Their data didn’t as well capture the exactitude of the comparison, because they (somewhat lazily, but understandably because they’re journalists, not policy researchers) used annual, end-of-year numbers. As I noted previously, better is to use second quarter data, because a governor’s real stamp comes from the budget he permits – guided by tax policy that he endorses – which begins at the start of the third quarter.
(Of course, even that approach may not entirely make exact distinctions. For example, the first tax increases under Edwards took effect at the end of the first quarter of 2016, but it’s a very good proxy for spending decisions.)
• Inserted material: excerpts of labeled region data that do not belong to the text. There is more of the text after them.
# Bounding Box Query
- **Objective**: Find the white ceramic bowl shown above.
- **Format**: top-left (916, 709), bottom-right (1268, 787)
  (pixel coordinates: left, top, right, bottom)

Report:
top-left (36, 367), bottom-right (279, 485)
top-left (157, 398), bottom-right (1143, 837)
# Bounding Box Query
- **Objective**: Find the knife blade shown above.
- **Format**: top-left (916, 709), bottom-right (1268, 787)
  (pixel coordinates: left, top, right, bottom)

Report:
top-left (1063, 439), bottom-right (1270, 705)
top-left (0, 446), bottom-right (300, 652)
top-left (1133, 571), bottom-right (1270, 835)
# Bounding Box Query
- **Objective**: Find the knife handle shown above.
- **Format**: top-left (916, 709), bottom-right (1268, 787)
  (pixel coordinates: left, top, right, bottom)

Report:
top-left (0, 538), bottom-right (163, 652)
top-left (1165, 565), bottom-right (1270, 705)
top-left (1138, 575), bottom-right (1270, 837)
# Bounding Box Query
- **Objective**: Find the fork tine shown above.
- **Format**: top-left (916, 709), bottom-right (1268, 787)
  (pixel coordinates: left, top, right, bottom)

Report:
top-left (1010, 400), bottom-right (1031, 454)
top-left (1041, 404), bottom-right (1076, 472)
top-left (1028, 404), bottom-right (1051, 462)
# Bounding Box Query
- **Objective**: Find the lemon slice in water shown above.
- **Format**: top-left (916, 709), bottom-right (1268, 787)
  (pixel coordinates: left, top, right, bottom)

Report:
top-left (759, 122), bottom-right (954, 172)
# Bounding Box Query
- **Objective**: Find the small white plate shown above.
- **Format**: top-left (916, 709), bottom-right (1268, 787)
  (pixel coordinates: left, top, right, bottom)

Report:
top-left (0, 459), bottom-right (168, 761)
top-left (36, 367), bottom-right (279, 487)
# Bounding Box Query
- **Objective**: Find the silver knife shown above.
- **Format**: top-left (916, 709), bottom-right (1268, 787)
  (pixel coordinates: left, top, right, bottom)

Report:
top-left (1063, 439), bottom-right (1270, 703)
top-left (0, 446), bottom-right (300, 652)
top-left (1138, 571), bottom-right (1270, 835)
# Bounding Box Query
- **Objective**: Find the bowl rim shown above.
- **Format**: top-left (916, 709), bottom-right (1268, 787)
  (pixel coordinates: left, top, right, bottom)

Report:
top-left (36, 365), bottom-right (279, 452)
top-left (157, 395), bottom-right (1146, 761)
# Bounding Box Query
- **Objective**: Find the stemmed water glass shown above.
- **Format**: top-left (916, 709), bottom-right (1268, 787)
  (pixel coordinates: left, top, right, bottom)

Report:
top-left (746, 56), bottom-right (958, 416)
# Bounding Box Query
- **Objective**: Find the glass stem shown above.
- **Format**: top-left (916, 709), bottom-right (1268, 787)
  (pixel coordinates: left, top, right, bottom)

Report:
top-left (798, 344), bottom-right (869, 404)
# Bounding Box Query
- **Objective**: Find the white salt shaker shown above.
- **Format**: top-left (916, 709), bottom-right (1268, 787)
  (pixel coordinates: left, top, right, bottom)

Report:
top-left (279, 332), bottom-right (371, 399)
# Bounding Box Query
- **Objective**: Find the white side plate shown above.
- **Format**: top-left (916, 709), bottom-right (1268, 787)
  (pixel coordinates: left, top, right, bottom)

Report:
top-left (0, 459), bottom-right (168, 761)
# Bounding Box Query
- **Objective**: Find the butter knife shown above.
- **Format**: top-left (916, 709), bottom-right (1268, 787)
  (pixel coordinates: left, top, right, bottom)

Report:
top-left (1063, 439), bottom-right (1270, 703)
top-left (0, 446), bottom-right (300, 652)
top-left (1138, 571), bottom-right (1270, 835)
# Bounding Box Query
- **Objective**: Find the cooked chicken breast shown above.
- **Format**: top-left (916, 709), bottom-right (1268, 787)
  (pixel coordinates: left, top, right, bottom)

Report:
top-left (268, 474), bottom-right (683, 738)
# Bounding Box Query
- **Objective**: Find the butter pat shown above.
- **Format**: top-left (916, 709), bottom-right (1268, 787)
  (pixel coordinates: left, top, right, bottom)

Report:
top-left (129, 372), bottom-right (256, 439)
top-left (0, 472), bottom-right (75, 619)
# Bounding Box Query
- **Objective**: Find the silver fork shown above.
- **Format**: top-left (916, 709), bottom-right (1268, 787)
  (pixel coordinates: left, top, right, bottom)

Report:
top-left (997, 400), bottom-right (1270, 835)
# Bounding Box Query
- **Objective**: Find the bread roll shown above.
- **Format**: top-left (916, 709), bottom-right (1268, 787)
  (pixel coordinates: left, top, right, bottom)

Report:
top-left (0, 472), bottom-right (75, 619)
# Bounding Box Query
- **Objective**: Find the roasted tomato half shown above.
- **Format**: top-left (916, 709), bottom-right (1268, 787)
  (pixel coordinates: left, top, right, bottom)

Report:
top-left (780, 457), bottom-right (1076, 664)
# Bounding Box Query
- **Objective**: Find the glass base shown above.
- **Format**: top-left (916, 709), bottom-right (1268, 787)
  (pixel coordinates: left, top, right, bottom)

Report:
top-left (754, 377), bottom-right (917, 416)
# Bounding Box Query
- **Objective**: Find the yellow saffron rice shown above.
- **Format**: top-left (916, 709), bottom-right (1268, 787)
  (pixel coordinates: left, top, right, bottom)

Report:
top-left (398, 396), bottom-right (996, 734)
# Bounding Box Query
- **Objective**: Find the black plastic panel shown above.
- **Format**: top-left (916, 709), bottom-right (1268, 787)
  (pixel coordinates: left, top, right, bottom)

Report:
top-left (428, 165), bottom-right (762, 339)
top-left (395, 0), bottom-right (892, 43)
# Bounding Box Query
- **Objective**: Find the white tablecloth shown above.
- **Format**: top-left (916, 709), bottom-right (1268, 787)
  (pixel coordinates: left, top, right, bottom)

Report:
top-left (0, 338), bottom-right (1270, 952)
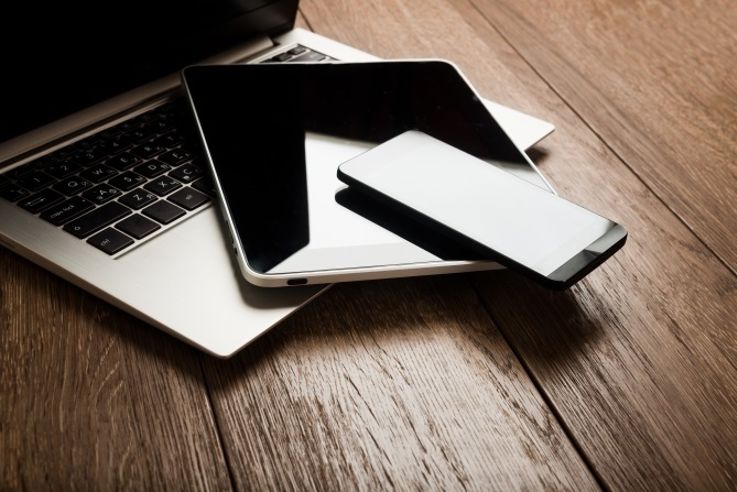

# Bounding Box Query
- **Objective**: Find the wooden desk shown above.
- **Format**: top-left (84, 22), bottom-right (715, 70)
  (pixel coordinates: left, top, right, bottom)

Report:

Also, the Advocate story didn’t segment the Jindal era and present statistics that way, making comparisons murkier since fiscal policy of Jindal’s second term resembled more closely that of Edwards than of Jindal’s first term. (Of course, the article’s point was comparing the two eras in the context of campaign communications, not to make policy reviews.) The shortcoming of that approach became evident when discussing the impact oil prices may have on the state’s economy.
A bit much gets made of the impact of the extraction economy in Louisiana – although constituting a much greater proportion of the state’s economic activity than in most, it still accounts for only 15 percent of jobs – but it does have some significance. Reviewing average prices using the time periods defined above, the average Illinois crude barrel (inflation adjusted) came in during Jindal’s first term at $75.17, his second term at $70.01, and for Edwards’ three years at $48.22.
If looking at Jindal’s era as a whole, using these data Edwards’ supporters could allege (again, if we make the questionable grant that the extraction economy has a significance beyond its actual impact) the worse performance under his watch was due to lower oil prices. But that conflates the two very different Jindal terms. Indeed, that economic performance weakened considerably during Jindal’s second term in the pursuit of a different fiscal policy from the first while oil prices didn’t change much, and that prices changed significantly from his second term to Edwards’ while economic performance became a bit worse following largely the same policies, points to the small impact that the extraction economy has and the much larger impact that policy choices have on a state’s overall economic performance.
The article fumbled somewhat when it trotted out an economist to declare that presidential actions somewhat affect the economy while gubernatorial ones don’t do much. It’s true that Louisiana’s economy is but two percent or so of the nation’s as a whole, but policy does matter, especially over time. Something – policy choices – must explain why Louisiana outperformed the country marginally during Jindal’s first term, then during his second term underperformed even as oil prices hardly changed, and then became even worse under Edwards’ watch.
Policy differences also explain why, in following very different fiscal policies for decades, Louisiana’s neighbor Texas has emerged much stronger economically. Dismissing the economic performance of a state largely as a random walk swamped by other factors is intellectually lazy and fails to see the world as it really is.
Policy choices matter in the economic well-being of the citizenry, and governors deserve credit or blame for how they shape these. Both my post and the Advocate’s story demonstrate that Louisianans today are worse off economically under the policy preferences Edwards backed than they were under Jindal’s agenda.